Aliana ran down the hallway and out into the noisy street; Nova's footsteps faded. I stayed a moment longer under the blanket and promised myself, like I always did, I wouldn't let the dream follow me into the day.
I showered, brushed my teeth, and told the mirror a lie: "No more of that dream."
When I stepped into the magazine office that morning, my hands were steady. I had dressed like a professional—clean blouse, neutral makeup—because today was meant to be different. I had hoped this would be the week I finally stopped being "the intern" and became "the staff."
"Sit down," the editor-manual-manual—Manuel Black—said when he pointed to the chair in his office and closed the door. He clicked a folder open like he was opening an old wound.
"Kaitlyn, your work has been very good," he began. "But the board you submitted last week—"
"What about it?" I asked, trying to sound composed. I remembered the many late nights, the careful alignments, the fonts I had stayed up choosing.
He tapped the printout. "The owner saw it. The owner thinks it’s… not consistent with your previous work. He thinks there's a connection with some other designs."

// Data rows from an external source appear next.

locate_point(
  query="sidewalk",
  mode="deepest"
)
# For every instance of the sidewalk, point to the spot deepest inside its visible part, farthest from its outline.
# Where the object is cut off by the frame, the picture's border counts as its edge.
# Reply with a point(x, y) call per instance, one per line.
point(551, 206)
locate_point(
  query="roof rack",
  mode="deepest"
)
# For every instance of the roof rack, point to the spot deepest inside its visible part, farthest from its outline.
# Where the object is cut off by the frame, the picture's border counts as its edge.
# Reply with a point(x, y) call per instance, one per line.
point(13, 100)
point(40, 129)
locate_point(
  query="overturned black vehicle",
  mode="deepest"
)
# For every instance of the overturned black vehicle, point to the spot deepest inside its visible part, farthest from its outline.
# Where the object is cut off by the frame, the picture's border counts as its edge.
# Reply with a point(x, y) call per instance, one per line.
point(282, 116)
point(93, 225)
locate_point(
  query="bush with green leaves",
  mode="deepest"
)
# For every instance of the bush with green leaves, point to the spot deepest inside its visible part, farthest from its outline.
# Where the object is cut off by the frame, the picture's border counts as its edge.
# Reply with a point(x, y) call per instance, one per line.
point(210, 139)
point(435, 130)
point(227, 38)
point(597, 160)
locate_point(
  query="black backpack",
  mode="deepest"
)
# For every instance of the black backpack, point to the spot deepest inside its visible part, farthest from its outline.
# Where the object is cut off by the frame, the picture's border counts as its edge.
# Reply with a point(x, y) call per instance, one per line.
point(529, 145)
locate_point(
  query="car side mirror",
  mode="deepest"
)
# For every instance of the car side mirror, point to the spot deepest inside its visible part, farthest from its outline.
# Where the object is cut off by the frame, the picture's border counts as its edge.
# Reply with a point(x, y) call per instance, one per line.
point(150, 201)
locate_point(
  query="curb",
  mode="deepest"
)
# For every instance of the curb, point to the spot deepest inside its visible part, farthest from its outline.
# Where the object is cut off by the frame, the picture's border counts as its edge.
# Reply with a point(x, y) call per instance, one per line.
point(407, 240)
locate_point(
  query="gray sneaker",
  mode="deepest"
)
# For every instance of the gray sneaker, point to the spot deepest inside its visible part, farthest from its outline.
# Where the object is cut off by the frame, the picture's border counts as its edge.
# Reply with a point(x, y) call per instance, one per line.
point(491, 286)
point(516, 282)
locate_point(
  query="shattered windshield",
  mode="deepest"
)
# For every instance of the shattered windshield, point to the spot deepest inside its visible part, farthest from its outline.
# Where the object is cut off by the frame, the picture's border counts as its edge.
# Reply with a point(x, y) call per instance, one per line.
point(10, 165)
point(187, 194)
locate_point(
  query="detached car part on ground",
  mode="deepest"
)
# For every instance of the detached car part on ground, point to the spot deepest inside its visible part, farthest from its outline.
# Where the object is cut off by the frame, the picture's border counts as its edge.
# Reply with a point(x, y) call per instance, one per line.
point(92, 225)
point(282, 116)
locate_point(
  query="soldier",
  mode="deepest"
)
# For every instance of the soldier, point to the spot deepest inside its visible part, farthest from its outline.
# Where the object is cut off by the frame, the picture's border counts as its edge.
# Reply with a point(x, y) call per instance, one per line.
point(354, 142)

My stomach dropped. "I made that board. I stayed here until three in the morning. I—"
Manuel sighed. "There's no changing his mind. Your probation has been canceled."
I stared at him until the office room blurred. "But—"
"You can appeal if you want," he said, softer now. "But the owner saw it and decided."
I left the office staring at the folder on his desk like it might explain itself.
Outside the bathroom stall a moment later, I put the pieces together. I remembered the day Li Yu asked to use my laptop because hers had "crashed." I remembered how she'd chatted me up in the hallway, smiling. I remembered she left my desk and had that little, too-casual smile.
I stared at Keily Said's workspace like a crime scene. Then I found the traces: a temporary file, a timestamp. My heart burned.
"Why?" I shouted down the row of desks.
Keily looked up, startled. "Kaitlyn, what's wrong?"
"Why did you swap my board? Why did you put yours in?" I felt myself on the edge of roaring—of breaking something. The office went quiet like someone had pressed a pause button.
Keily's face went through a practiced sequence: surprise, then a flutter of hurt, a well-timed pout. "I would never—"
"You would never what? Sabotage someone to get ahead?" I spat. "We were friends."
She looked at me like the words were heavy and foreign. "Kaitlyn, you're mistaken."
A dozen heads turned. Glasses clicked, phones lifted. I packed a small U-disk with everything I thought I needed: the original PSD, the work logs, the copied timestamps. I left the building and sealed that job behind me like an old wound.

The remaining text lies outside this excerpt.